1. Affordable Care Act
In January a number of ACA changes will kick in affecting millions of Americans individually as well as employers, so it’s no surprise ACA tops our list of 2016’s money matters to think about now.
To kick things off, in 2016 there will be stiffer individual mandate penalties, increasing to 2.5 percent of the yearly household income (The maximum is the yearly premium for the national average of a Bronze plan sold through the Marketplace), or $695 per adult/$347.50 per child, whichever amount is higher. The maximum penalty per family is $2,085.
For employers, while changes in ACA reporting requirements for 2016 primarily apply to businesses with 50 or more full-time equivalent employees, also called “Applicable Large Employers” (ALEs), there are also aspects that will now impact employers with less than 50 full-time employees. For example, in 2016, any employer who offers self-insured group health plans may now also have to file forms 1094-B and 1095-B for each employee. To determine if you will now need to file these forms, or to get full details on 2016 ACA changes that may impact you or your practice, visit https://www.irs.gov/Affordable-Care-Act/Employers.
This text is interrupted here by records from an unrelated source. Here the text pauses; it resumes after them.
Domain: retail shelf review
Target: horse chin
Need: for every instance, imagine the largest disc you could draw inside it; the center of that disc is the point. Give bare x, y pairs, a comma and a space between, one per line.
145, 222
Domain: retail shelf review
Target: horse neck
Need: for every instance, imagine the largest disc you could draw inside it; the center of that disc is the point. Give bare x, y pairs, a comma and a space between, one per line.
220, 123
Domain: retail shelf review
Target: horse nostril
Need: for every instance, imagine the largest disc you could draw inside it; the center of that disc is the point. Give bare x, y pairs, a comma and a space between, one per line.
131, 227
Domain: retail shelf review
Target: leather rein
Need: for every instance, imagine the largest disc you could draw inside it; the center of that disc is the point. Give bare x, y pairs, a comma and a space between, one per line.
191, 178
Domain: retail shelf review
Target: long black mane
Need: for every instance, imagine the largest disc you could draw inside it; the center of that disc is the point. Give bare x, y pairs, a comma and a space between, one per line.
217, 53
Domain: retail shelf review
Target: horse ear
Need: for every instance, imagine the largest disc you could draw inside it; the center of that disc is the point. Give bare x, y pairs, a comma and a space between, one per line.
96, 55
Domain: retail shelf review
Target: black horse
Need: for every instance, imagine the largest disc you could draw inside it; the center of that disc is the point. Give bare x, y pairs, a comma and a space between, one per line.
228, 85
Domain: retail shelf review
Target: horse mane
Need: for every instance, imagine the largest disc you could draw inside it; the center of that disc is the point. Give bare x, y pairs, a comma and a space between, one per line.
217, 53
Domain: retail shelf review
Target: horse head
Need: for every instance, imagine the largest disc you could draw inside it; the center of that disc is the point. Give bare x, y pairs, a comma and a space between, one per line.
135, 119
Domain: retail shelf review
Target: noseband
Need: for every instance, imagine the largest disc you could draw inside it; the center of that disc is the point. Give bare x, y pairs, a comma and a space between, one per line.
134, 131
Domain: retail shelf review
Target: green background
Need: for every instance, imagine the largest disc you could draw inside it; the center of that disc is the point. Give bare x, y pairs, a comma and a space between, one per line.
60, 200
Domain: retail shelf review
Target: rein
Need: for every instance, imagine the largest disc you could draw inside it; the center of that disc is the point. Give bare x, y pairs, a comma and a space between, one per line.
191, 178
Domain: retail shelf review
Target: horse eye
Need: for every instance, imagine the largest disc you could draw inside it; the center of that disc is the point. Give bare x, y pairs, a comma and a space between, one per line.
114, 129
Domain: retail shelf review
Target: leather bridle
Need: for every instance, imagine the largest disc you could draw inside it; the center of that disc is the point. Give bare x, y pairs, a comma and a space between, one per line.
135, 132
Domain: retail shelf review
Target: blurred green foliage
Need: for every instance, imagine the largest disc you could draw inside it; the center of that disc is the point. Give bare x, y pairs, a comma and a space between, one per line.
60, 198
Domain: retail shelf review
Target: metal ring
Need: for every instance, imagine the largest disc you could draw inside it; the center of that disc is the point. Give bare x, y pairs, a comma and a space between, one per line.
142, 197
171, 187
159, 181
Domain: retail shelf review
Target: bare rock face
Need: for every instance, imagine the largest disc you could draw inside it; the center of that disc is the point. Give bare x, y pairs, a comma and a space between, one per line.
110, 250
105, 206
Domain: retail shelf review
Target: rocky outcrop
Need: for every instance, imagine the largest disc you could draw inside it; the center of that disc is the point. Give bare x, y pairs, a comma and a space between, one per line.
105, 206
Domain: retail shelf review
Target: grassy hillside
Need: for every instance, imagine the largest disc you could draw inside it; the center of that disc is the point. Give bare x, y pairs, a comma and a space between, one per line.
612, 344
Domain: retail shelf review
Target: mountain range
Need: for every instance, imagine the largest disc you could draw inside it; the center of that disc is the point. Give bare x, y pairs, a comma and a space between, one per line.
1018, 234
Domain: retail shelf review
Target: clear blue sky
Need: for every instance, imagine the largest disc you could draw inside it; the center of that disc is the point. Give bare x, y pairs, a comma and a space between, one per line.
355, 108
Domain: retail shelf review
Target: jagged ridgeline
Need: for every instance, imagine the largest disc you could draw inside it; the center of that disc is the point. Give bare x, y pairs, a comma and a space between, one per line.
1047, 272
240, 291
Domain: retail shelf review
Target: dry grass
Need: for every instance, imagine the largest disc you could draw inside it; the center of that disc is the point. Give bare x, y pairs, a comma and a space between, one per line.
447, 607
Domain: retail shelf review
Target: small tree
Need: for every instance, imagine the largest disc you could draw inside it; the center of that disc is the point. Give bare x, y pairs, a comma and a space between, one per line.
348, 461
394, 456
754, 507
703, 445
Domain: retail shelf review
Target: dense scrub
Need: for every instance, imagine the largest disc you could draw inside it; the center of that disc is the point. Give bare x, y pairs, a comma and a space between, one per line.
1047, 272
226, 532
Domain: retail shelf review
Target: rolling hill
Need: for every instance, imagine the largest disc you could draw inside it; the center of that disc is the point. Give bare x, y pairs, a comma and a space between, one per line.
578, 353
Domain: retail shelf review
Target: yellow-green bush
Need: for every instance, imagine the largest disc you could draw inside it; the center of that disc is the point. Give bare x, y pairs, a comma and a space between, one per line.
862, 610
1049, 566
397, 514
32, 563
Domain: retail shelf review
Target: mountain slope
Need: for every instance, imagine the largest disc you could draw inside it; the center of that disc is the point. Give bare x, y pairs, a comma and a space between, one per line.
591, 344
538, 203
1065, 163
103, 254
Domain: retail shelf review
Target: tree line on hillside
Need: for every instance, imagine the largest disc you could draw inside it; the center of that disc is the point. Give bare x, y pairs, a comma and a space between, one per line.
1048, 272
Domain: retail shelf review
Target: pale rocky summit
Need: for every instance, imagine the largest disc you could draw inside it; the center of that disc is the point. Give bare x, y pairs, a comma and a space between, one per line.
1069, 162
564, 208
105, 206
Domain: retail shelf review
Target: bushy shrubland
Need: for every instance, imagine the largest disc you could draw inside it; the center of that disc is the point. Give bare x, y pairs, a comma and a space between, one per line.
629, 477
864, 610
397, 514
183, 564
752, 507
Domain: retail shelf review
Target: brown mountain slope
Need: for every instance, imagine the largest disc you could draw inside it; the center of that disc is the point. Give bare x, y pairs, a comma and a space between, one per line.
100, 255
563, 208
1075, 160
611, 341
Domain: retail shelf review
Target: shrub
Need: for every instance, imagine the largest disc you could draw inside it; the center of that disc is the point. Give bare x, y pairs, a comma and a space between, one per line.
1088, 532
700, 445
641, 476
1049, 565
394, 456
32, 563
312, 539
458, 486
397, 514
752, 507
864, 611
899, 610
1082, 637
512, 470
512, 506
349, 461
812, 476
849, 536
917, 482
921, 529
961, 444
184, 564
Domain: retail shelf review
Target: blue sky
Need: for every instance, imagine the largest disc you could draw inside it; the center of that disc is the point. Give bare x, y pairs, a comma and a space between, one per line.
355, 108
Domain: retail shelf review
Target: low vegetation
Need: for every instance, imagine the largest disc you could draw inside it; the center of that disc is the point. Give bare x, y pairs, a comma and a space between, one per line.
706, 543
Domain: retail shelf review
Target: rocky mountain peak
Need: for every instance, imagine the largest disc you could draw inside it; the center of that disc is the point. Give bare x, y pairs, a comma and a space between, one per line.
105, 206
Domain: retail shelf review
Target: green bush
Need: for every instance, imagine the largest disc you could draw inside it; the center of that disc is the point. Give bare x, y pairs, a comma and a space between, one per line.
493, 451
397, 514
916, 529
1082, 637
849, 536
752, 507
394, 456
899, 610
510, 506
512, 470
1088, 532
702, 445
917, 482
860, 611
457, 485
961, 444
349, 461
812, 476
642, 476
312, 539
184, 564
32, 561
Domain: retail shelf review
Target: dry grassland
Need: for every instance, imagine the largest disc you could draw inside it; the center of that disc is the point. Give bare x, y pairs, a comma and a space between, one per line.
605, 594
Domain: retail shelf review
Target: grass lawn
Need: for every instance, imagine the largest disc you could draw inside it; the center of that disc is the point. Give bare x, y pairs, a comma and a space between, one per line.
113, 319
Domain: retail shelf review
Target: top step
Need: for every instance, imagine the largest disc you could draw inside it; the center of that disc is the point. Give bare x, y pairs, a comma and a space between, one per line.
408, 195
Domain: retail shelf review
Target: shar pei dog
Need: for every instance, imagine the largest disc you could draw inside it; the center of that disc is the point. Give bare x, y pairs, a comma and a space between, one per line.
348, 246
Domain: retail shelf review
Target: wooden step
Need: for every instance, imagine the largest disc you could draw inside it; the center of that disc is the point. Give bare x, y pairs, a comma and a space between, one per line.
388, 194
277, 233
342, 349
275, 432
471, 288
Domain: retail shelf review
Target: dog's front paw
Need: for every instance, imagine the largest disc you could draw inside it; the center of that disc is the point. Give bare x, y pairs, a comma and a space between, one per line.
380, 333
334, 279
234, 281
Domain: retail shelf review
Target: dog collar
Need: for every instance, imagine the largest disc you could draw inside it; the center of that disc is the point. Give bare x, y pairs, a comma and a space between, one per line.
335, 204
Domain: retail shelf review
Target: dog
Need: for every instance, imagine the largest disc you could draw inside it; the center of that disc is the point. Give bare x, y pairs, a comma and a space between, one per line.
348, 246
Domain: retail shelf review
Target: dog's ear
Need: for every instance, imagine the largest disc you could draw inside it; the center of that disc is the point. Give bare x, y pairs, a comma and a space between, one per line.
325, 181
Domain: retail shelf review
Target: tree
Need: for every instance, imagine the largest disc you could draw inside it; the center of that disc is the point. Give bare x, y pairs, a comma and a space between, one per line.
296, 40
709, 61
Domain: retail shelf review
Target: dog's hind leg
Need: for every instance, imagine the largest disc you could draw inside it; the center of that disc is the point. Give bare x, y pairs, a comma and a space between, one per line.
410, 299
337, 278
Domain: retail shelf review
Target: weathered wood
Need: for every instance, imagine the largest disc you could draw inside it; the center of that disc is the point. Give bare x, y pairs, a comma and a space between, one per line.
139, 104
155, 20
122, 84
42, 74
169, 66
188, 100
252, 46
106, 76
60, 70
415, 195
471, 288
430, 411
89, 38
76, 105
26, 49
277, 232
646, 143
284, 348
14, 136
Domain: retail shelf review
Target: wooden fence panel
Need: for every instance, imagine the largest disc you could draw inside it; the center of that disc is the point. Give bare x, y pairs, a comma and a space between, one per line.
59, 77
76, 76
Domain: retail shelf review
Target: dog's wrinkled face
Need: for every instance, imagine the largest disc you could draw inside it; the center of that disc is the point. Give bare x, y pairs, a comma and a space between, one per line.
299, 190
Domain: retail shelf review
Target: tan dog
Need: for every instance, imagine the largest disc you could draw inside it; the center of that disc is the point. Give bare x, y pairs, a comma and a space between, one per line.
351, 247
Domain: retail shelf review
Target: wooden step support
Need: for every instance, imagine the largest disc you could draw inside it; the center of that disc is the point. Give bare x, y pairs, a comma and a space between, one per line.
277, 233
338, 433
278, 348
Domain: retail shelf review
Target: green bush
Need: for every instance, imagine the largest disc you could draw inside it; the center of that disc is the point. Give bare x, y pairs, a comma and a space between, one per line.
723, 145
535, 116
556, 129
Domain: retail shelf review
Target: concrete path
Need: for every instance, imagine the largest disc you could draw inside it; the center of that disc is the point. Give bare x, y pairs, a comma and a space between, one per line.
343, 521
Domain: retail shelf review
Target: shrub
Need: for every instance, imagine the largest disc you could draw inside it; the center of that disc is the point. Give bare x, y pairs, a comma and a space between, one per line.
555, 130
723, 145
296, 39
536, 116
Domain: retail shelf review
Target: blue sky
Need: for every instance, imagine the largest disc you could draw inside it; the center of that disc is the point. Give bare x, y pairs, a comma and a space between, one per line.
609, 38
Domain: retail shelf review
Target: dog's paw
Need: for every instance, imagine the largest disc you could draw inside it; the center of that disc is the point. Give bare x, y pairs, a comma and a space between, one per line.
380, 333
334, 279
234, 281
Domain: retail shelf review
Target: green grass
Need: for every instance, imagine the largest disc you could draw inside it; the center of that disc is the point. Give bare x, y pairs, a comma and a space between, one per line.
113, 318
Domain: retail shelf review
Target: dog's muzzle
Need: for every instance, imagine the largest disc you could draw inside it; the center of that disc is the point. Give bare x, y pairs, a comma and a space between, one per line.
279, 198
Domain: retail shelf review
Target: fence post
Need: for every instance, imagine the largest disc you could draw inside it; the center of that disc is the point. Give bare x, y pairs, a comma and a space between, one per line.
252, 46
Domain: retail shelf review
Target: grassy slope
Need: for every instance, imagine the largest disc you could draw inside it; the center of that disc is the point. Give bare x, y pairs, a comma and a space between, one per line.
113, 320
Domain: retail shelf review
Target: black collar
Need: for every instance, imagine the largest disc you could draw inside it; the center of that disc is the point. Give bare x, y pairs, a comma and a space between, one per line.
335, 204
Contact your financial advisors to help determine the best tax strategies for you.
2. The IRS is taking a stand against identity theft.
Or at least we hope so. It was announced that taxpayers may receive written notice if tax returns seem suspicious and copies of the questionable returns will be provided in order to aid in the process of securing personal information.
3. Joint filing for same-sex couples.
Now that all married couples can file state income taxes in the same way regardless of gender, the tax-free transfer of property, gift taxes and inherited IRAs will all be impacted by the Supreme Court ruling on same-sex marriage.
4. New salary threshold proposed for overtime pay.
This year, the Obama administration proposed new overtime regulations that, if passed, would require most salaried workers earning less than $50,440 annually to be paid 1.5 times their normal pay for time worked beyond 40 hours. This is estimated to impact about five million workers in the new year.
5. New filing deadlines for 2016.
Next year, Emancipation Day falls on Friday, April 15, therefore the April filing deadline for taxpayers will be extended until Monday, April 18, 2016, for 2015 individual returns and for the first 2016 estimated tax payment. Taxpayers in Maine and Massachusetts will have until April 19, 2016, to file their returns in observance of Patriot’s Day on April 18.